Sembra quasi un «giallo», ma è il mistero reale della vita di uno dei più grandi geni della fisica italiana e mondiale. Lo stesso Enrico Fermi che lo ebbe come collaboratore lo colloca un gradino più in alto degli altri e perfino di se, «ma poi ci sono i geni, come Galileo e Newton, ebbene Ettore Majorana era uno di quelli» ebbe a dire un collega. Questo accade quando si venne a sapere della sua scomparsa. In precedenza Fermi e la commissione che presiedeva, nell’assegnarli la cattedra di fisica teorica, si espresse riconoscendo «la posizione scientifica assolutamente eccezionale» e dichiarandolo addirittura fuori concorso «per alta e meritata fama». La straordinarietà della mente di Majorana risulta evidente  quando si consideri che i risultati da lui ottenuti nei pochi anni in cui si occupò di fisica sono ancora attuali e che tutte le sue predizioni fatte in via teorica si dimostrarono poi  vere alla prova dei fatti. Essendo estremamente critico verso se stesso doveva essere sempre certo dei risultati che otteneva; non permetteva altrimenti che venissero pubblicati. Per questo motivo molti dei suoi lavori sono rimasti ignoti. Per questa stessa ragione, forse, scomparve, essendo le particelle subatomiche al suo campo di studi, qualcuno ritiene che la vicenda sia legata al rifiuto delle armi nucleari, di cui aveva previsto l’avvento Recami invece non ne è convinto; basata sull’analisi delle lettere e sulle testimonianze raccolte in famiglia e dai colleghi fisici, una nuova ipotesi viene da lui avanzata in questo saggio. L’autore ricostruisce quel lato di Majorana meno noto: la sua personalità e il suo carattere di cui si conosceva ben poco. L’insieme di questi fattori getta una nuova luce su questi fatti, ancora circondati da un alone di mistero.

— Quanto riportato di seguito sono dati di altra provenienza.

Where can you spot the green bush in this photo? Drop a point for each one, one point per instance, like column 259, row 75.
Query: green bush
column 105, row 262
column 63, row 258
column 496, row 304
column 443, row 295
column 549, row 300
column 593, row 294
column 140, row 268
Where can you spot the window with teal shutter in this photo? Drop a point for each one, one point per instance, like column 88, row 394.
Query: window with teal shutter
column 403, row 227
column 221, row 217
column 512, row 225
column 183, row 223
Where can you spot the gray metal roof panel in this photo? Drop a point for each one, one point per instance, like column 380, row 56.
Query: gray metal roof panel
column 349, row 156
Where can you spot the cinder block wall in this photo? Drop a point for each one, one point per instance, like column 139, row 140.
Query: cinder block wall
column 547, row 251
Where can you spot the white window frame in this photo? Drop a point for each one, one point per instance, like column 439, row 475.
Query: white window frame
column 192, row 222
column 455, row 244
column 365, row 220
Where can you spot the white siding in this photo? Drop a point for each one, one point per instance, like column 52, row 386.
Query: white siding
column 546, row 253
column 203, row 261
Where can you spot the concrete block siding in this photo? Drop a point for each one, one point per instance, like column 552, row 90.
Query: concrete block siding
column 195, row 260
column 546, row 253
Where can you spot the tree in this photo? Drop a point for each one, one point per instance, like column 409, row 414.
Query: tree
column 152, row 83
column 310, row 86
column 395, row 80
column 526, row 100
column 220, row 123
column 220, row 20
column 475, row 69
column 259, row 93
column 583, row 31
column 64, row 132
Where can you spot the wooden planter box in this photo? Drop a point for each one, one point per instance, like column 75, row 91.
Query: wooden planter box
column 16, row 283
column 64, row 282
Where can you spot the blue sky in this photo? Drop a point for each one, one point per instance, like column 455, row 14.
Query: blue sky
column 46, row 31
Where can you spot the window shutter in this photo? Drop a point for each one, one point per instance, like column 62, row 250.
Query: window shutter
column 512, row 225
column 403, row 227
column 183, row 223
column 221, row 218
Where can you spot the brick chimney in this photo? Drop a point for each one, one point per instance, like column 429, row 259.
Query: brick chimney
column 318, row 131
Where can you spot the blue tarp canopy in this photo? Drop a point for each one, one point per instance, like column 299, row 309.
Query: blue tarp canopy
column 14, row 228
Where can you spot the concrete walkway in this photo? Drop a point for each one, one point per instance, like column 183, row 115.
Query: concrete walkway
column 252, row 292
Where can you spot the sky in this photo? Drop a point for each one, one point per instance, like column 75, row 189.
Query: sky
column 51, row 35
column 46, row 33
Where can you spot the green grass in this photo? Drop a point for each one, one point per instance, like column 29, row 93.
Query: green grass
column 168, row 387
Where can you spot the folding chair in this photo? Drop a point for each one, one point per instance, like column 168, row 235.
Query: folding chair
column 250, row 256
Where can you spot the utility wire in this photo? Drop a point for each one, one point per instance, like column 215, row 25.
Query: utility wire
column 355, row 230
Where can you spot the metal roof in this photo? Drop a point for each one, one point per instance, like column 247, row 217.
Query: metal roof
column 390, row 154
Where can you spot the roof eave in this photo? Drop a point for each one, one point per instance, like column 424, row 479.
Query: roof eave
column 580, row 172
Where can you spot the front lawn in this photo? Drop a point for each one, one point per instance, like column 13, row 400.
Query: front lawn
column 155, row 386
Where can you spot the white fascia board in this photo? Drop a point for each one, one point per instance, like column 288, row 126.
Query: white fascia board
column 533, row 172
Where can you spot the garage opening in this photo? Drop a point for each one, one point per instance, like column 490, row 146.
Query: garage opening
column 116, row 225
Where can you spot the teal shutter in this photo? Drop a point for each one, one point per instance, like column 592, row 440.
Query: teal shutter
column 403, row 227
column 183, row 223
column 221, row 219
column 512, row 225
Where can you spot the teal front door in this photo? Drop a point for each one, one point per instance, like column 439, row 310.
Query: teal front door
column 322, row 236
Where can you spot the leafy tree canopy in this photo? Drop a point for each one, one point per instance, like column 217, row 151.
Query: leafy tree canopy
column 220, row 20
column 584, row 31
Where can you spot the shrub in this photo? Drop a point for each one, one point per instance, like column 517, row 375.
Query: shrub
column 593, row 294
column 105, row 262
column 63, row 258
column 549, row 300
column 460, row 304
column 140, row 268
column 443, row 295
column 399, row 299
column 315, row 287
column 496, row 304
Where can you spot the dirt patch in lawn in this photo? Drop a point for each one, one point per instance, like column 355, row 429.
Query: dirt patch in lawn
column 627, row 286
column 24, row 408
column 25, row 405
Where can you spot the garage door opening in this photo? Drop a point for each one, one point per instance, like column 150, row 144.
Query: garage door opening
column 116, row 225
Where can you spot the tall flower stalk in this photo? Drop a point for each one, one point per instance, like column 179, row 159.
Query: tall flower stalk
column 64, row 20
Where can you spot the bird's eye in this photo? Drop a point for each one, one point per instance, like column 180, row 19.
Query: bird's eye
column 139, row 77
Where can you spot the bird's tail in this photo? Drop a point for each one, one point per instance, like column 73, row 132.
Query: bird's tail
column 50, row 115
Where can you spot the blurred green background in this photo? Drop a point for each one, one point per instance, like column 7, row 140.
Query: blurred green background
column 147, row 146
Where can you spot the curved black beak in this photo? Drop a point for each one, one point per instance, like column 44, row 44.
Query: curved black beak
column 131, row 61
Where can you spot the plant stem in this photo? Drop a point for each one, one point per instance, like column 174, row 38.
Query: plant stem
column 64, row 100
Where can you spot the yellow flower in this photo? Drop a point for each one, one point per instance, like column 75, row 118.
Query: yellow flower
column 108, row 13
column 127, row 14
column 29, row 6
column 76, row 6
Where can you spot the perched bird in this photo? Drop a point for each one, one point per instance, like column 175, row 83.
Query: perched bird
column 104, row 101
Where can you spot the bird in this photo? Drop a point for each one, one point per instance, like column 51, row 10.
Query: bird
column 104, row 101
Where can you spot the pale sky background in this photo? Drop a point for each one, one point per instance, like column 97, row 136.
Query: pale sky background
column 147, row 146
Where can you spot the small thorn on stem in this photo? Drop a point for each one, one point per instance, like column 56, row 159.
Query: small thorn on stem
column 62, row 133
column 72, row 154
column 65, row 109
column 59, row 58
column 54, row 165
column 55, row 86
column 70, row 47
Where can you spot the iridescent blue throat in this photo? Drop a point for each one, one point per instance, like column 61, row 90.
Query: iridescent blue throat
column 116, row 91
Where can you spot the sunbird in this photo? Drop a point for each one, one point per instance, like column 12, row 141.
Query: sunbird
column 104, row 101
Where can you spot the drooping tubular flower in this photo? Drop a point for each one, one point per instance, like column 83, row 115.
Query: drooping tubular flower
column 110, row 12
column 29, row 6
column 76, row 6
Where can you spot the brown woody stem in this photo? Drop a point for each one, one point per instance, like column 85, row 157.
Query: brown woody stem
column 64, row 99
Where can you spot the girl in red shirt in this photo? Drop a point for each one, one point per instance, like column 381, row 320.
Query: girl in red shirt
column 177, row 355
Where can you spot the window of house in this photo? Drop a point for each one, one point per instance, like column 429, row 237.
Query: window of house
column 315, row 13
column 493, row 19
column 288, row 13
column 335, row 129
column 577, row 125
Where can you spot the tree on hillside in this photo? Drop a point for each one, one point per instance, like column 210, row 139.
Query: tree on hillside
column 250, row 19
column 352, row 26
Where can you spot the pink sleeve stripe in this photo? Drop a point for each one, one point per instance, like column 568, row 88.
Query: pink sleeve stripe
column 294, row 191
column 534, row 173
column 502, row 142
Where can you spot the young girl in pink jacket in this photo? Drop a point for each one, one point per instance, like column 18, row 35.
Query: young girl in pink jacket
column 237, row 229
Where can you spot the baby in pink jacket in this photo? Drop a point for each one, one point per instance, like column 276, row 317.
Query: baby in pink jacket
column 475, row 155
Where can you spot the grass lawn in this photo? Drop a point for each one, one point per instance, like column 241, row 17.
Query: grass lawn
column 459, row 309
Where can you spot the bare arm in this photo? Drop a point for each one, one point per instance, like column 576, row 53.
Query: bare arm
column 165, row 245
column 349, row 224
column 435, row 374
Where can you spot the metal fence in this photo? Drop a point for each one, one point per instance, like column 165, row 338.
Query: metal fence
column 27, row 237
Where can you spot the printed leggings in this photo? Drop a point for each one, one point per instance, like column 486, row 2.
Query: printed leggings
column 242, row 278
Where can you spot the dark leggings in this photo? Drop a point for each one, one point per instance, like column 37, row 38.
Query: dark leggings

L’affetto e la stima tangibili dell’autore per il celebre fisico sono dell’altra parte una garanzia  della serietà del lavoro e perciò anche delle deduzioni che vengono riportate. Questo saggio è l’esito di un lavoro rigoroso, da scienziato, quale è Erasmo Recami, completo di tutti i dati pazientemente e puntigliosamente raccolti e messi a disposizione del lettore.
Il commento appassionato dell’autore guida a conoscere la famiglia, l’uomo e il fisico e ci mostra le tenui prove che screditerebbero l’ipotesi di un suicidio.
Forse Majorana si rifugiò in Argentina, ma non vogliamo togliere al lettore il piacere di farsi una propria opinione. Un saggio molto convincente per tutti quelli che vogliono conoscere la vicenda umana e scientifica di Ettore Majorana e per chi ammira o, come me, ha imparato ad ammirare questo personaggio.